NetScape Cookies offer an implementation mechanism for the `statefull
dialogs' I talked about earlier, and this is a very good thing. What
is wrong with them is that better implementation mechanisms for
`statefull dialogs' are possible. Disadvantages of cookies:
1) Privacy: NetScape Cookies, especially the kind that is persistent
between sessions (using the expires=DATE part of the proposal),
greatly increase the possibilities for marketing departments to track
my actions, especially if multiple commercial sites decide to share
their logging info.
Of course, my browser could have a feature asking me whether I want to
allow a site to set any cookies. But how many browser writers would
implement such a privacy dialog, and how many users would enable it?
The point is that other mechanisms would allow `statefull dialogs'
with much less loss of privacy (for the lazy user).
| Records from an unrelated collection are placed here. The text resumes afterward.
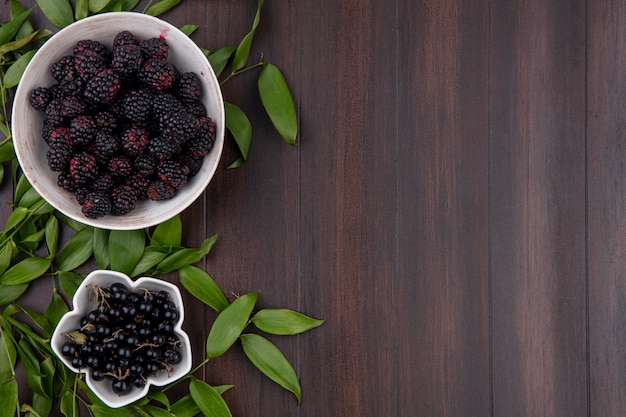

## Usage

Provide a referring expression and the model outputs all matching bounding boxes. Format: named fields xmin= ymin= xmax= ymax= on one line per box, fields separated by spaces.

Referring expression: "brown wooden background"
xmin=2 ymin=0 xmax=626 ymax=417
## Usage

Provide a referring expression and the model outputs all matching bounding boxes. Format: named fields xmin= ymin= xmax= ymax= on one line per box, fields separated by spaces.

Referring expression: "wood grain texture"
xmin=0 ymin=0 xmax=626 ymax=417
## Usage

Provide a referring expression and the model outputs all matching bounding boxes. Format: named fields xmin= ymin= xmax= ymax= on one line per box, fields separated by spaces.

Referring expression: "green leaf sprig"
xmin=0 ymin=0 xmax=316 ymax=417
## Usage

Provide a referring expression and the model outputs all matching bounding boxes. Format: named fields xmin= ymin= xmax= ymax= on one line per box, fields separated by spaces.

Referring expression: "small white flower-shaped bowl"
xmin=50 ymin=270 xmax=192 ymax=408
xmin=12 ymin=12 xmax=225 ymax=230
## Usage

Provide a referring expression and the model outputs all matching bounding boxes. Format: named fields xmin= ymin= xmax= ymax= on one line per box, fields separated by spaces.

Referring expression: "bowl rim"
xmin=11 ymin=11 xmax=226 ymax=230
xmin=50 ymin=270 xmax=193 ymax=408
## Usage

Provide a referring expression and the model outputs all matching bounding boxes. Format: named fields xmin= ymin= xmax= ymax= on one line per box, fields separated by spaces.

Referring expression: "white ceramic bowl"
xmin=12 ymin=12 xmax=225 ymax=230
xmin=50 ymin=270 xmax=192 ymax=408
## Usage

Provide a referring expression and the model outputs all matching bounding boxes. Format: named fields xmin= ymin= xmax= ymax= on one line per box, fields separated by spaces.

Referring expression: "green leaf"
xmin=144 ymin=0 xmax=180 ymax=16
xmin=150 ymin=216 xmax=183 ymax=246
xmin=4 ymin=49 xmax=37 ymax=88
xmin=258 ymin=63 xmax=298 ymax=145
xmin=0 ymin=242 xmax=13 ymax=275
xmin=206 ymin=293 xmax=257 ymax=358
xmin=60 ymin=390 xmax=80 ymax=417
xmin=59 ymin=271 xmax=84 ymax=298
xmin=130 ymin=247 xmax=167 ymax=277
xmin=170 ymin=394 xmax=200 ymax=417
xmin=109 ymin=230 xmax=146 ymax=275
xmin=232 ymin=0 xmax=263 ymax=72
xmin=45 ymin=216 xmax=59 ymax=257
xmin=157 ymin=235 xmax=217 ymax=274
xmin=252 ymin=308 xmax=324 ymax=335
xmin=56 ymin=227 xmax=93 ymax=271
xmin=89 ymin=0 xmax=111 ymax=13
xmin=44 ymin=288 xmax=70 ymax=328
xmin=93 ymin=227 xmax=110 ymax=269
xmin=0 ymin=378 xmax=18 ymax=417
xmin=207 ymin=45 xmax=237 ymax=77
xmin=36 ymin=0 xmax=74 ymax=28
xmin=0 ymin=256 xmax=52 ymax=285
xmin=241 ymin=333 xmax=302 ymax=404
xmin=179 ymin=25 xmax=200 ymax=36
xmin=178 ymin=265 xmax=228 ymax=313
xmin=0 ymin=283 xmax=28 ymax=306
xmin=74 ymin=0 xmax=89 ymax=20
xmin=189 ymin=378 xmax=232 ymax=417
xmin=0 ymin=7 xmax=34 ymax=45
xmin=224 ymin=101 xmax=252 ymax=160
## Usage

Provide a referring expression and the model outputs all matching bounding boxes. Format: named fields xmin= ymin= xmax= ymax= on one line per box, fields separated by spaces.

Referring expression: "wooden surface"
xmin=0 ymin=0 xmax=626 ymax=417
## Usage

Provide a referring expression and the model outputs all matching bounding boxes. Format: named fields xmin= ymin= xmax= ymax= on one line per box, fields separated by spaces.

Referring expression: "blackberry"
xmin=110 ymin=185 xmax=137 ymax=216
xmin=138 ymin=59 xmax=175 ymax=91
xmin=133 ymin=154 xmax=156 ymax=176
xmin=30 ymin=87 xmax=50 ymax=111
xmin=177 ymin=72 xmax=202 ymax=103
xmin=93 ymin=128 xmax=120 ymax=163
xmin=113 ymin=30 xmax=139 ymax=49
xmin=72 ymin=39 xmax=109 ymax=58
xmin=160 ymin=111 xmax=199 ymax=145
xmin=148 ymin=135 xmax=180 ymax=159
xmin=46 ymin=140 xmax=72 ymax=172
xmin=111 ymin=44 xmax=143 ymax=76
xmin=120 ymin=88 xmax=153 ymax=122
xmin=157 ymin=159 xmax=187 ymax=188
xmin=121 ymin=126 xmax=148 ymax=158
xmin=91 ymin=172 xmax=115 ymax=195
xmin=44 ymin=126 xmax=70 ymax=145
xmin=140 ymin=38 xmax=169 ymax=62
xmin=83 ymin=69 xmax=121 ymax=105
xmin=107 ymin=155 xmax=133 ymax=178
xmin=152 ymin=93 xmax=183 ymax=123
xmin=81 ymin=191 xmax=111 ymax=219
xmin=70 ymin=115 xmax=98 ymax=146
xmin=61 ymin=95 xmax=87 ymax=118
xmin=50 ymin=55 xmax=78 ymax=83
xmin=74 ymin=49 xmax=106 ymax=79
xmin=94 ymin=110 xmax=120 ymax=129
xmin=146 ymin=179 xmax=176 ymax=201
xmin=69 ymin=151 xmax=98 ymax=185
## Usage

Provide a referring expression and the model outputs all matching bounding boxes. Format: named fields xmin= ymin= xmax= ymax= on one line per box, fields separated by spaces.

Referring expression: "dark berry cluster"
xmin=61 ymin=283 xmax=182 ymax=394
xmin=31 ymin=31 xmax=216 ymax=218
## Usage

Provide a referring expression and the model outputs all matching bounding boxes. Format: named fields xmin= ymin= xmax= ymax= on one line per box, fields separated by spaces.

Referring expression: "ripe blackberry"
xmin=110 ymin=185 xmax=137 ymax=216
xmin=177 ymin=72 xmax=202 ymax=103
xmin=120 ymin=88 xmax=153 ymax=122
xmin=133 ymin=154 xmax=156 ymax=176
xmin=148 ymin=135 xmax=180 ymax=159
xmin=146 ymin=179 xmax=176 ymax=201
xmin=61 ymin=95 xmax=87 ymax=118
xmin=46 ymin=140 xmax=72 ymax=172
xmin=111 ymin=44 xmax=143 ymax=76
xmin=30 ymin=87 xmax=50 ymax=111
xmin=70 ymin=114 xmax=98 ymax=146
xmin=83 ymin=69 xmax=121 ymax=105
xmin=157 ymin=159 xmax=187 ymax=188
xmin=81 ymin=191 xmax=111 ymax=219
xmin=50 ymin=55 xmax=78 ymax=83
xmin=140 ymin=38 xmax=169 ymax=62
xmin=160 ymin=111 xmax=199 ymax=145
xmin=138 ymin=59 xmax=176 ymax=91
xmin=74 ymin=49 xmax=106 ymax=79
xmin=107 ymin=155 xmax=133 ymax=178
xmin=152 ymin=93 xmax=183 ymax=123
xmin=120 ymin=126 xmax=148 ymax=158
xmin=113 ymin=30 xmax=139 ymax=48
xmin=72 ymin=39 xmax=109 ymax=58
xmin=69 ymin=151 xmax=98 ymax=185
xmin=44 ymin=126 xmax=70 ymax=145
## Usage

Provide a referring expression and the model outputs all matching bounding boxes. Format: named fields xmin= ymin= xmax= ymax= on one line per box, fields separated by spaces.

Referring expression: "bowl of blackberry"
xmin=12 ymin=12 xmax=225 ymax=230
xmin=50 ymin=270 xmax=191 ymax=408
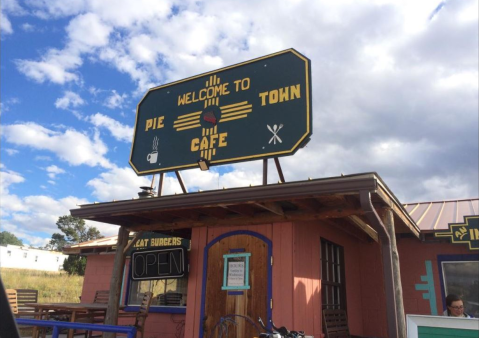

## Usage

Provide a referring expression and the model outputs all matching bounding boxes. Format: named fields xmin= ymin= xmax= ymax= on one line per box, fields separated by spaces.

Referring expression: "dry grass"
xmin=0 ymin=268 xmax=83 ymax=303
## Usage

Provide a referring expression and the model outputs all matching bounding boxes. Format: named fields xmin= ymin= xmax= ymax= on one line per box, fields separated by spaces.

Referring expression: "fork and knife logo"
xmin=266 ymin=124 xmax=283 ymax=144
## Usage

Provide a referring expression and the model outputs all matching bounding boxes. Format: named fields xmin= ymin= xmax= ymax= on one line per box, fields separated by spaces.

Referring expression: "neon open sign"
xmin=130 ymin=49 xmax=312 ymax=175
xmin=131 ymin=247 xmax=186 ymax=280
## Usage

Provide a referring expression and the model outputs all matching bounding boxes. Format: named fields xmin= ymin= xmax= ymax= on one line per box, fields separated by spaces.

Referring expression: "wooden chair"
xmin=323 ymin=310 xmax=351 ymax=338
xmin=93 ymin=290 xmax=110 ymax=304
xmin=118 ymin=291 xmax=153 ymax=338
xmin=5 ymin=289 xmax=48 ymax=337
xmin=16 ymin=289 xmax=38 ymax=312
xmin=76 ymin=290 xmax=110 ymax=337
2) Time to availability: Compared to adding a session-id, adding
cookie support to a browser takes considerable effort on behalf of the
browser author. If we want workable `statefull dialog' support by all
popular browsers as soon as possible, it makes more sense to
standardize the session-id solution.
One of the benefits of the cookie solution over the session-id
solution is that cookies lessen the need for server-side databases
containing session state. This would make the life of service authors
As a service author, I have found that implementing such server-side
databases is one of the least of my problems. I'd rather have the
session-id solution N months from now than have the cookie solution,
which is a tiny bit easier to use, after N+M months. If session-id is
available after N months, a library for making server-side session
databases will be available one month later anyway.